原始 PR 作者 yewentao256 合并时间 2026-04-23 04:42 文件变更 44 提交数 4 评论 2 代码增减 +56 / -148

执行摘要

清理 log once 调用中冗余的 scope='local' 参数，简化代码。

PR body中说明：'scope="local" has been a default option for log once, let's clean up the current caller.'，即清理冗余的默认参数以保持代码简洁。
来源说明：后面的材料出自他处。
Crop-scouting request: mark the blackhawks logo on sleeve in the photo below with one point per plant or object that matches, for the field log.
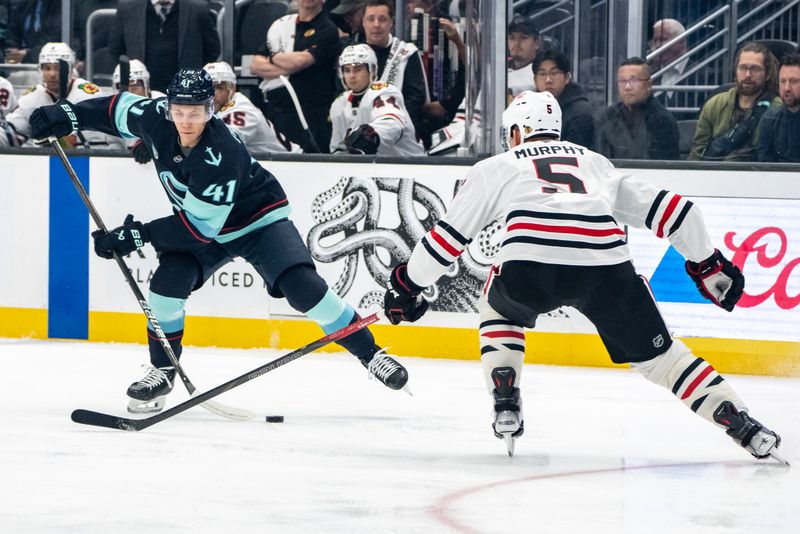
(89, 88)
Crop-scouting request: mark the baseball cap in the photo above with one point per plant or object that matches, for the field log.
(523, 25)
(346, 6)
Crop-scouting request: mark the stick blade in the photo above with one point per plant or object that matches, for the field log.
(88, 417)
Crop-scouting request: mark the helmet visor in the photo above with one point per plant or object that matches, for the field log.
(194, 113)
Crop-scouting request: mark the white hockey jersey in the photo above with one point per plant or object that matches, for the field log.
(255, 131)
(560, 203)
(383, 108)
(38, 96)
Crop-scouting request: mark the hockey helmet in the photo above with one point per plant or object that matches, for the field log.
(220, 72)
(138, 73)
(191, 87)
(52, 52)
(359, 54)
(534, 114)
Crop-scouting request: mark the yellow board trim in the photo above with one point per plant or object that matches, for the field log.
(737, 356)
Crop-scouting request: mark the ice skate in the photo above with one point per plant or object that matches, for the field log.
(147, 395)
(756, 439)
(508, 422)
(388, 370)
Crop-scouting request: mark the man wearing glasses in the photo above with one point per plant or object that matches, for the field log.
(551, 72)
(638, 126)
(728, 125)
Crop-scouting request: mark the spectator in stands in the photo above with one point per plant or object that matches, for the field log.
(48, 92)
(32, 24)
(638, 126)
(166, 35)
(523, 43)
(304, 47)
(241, 116)
(663, 31)
(780, 126)
(728, 124)
(101, 31)
(348, 16)
(552, 72)
(399, 63)
(370, 117)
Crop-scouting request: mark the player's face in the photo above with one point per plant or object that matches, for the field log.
(522, 48)
(550, 78)
(222, 95)
(356, 77)
(789, 84)
(377, 25)
(190, 121)
(633, 83)
(50, 77)
(751, 74)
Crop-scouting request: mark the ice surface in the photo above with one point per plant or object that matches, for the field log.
(605, 451)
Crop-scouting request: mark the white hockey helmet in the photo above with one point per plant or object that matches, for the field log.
(220, 72)
(534, 114)
(359, 54)
(138, 73)
(52, 52)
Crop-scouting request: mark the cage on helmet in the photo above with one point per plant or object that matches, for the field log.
(53, 52)
(220, 72)
(191, 87)
(534, 114)
(138, 73)
(359, 54)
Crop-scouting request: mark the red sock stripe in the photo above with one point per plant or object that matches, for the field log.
(696, 382)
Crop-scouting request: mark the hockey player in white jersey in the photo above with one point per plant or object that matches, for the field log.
(239, 113)
(370, 117)
(8, 102)
(562, 206)
(47, 92)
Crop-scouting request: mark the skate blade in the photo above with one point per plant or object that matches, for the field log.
(778, 457)
(509, 439)
(151, 406)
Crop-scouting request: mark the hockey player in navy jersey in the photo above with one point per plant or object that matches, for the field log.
(562, 206)
(224, 205)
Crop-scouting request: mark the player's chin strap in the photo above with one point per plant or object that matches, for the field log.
(219, 409)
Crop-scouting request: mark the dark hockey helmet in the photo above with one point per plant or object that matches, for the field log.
(191, 87)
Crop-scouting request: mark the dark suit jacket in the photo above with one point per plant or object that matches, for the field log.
(198, 42)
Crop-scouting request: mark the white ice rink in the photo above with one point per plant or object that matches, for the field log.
(605, 452)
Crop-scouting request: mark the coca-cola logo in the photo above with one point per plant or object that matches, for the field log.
(757, 244)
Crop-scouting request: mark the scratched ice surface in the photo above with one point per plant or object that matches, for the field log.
(605, 451)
该PR是简单的代码清理，无需深入阅读；但可关注review中关于scope="global"的讨论，以理解日志作用域在分布式环境中的重要性。

讨论亮点

review中，gemini-code-assist[bot]指出在vllm/v1/worker/gpu_model_runner.py中误删了scope="global"参数，这可能导致分布式环境下每个工作进程都记录相同日志，造成日志冗余。建议恢复该参数，并在后续提交中修复。讨论结论是区分默认参数和显式覆盖的重要性。

实现拆解

识别并移除scope="local"参数：遍历代码库，找到所有调用logger.info_once或logger.warning_once时显式传递scope="local"的位置，并移除该参数，因为它是默认值。涉及文件如vllm/model_executor/layers/attention/mla_attention.py中的determine_prefill_query_data_type方法，以及vllm/compilation/backends.py中的编译日志调用。
处理特殊case：在vllm/v1/worker/gpu_model_runner.py中，误删了scope="global"参数，review后通过提交修复，以确保分布式环境中日志不重复。
覆盖多个模块：变更横跨注意力层、编译后端、MoE量化、配置、profiler等模块，共44个文件，统一清理冗余参数。
无测试配套改动：本次变更不涉及功能逻辑，因此没有测试文件更新，仅源码清理。

文件	模块	状态	重要度
`vllm/model_executor/layers/attention/mla_attention.py`	注意力层	modified	6.13
`vllm/compilation/backends.py`	编译后端	modified	5.89
`vllm/v1/worker/gpu_model_runner.py`	模型运行器	modified	5.84

关键源码片段

vllm/model_executor/layers/attention/mla_attention.py data-contract

MLA 注意力模块中的日志清理，涉及前缀缓存禁用警告和 FP8 预填充查询类型提示，移除多个 scope='local' 参数。

@staticmethod
def determine_prefill_query_data_type(
    vllm_config: VllmConfig,
    model_dtype: torch.dtype,
) -> torch.dtype:
    """
    Determine the query data type for prefill queries.
    Return FP8 dtype if cache is FP8 and prefill query quantization
    is enabled, else model dtype.
    """
    use_fp8 = (
        is_quantized_kv_cache(vllm_config.cache_config.cache_dtype)
        and vllm_config.attention_config.use_prefill_query_quantization
        and backend_supports_prefill_query_quantization()
    )

    if use_fp8:
        fp8_dtype = current_platform.fp8_dtype()
        logger.info_once("FP8 prefill attention enabled: query data type is FP8") # 移除 scope="local"，使用默认作用域
        return fp8_dtype
    elif vllm_config.attention_config.use_prefill_query_quantization:
        logger.info_once(
            "Unable to perform FP8 prefill attention when"
            " use_prefill_query_quantization is enabled. Please"
            " ensure that --kv-cache-dtype is set to fp8 and your prefill"
            " backend is compatible with FP8 attention.",
        ) # 移除 scope="local"
        return model_dtype
    elif (
        is_quantized_kv_cache(vllm_config.cache_config.cache_dtype)
        and backend_supports_prefill_query_quantization()
    ):
        logger.warning_once(
            "FP8 KV cache is enabled but prefill queries are not "
            "quantized to FP8. For long-context workloads (ISL >= 4K), "
            "enabling FP8 prefill attention can significantly optimize "
            "prefill latency. To enable, add: "
            '--attention-config \'{"use_prefill_query_quantization"'
            ": true}'",
        ) # 移除 scope="local"
    return model_dtype

vllm/compilation/backends.py core-logic

编译后端模块中的日志清理，涉及图缓存加载和编译时间记录，移除多个 scope='local' 参数。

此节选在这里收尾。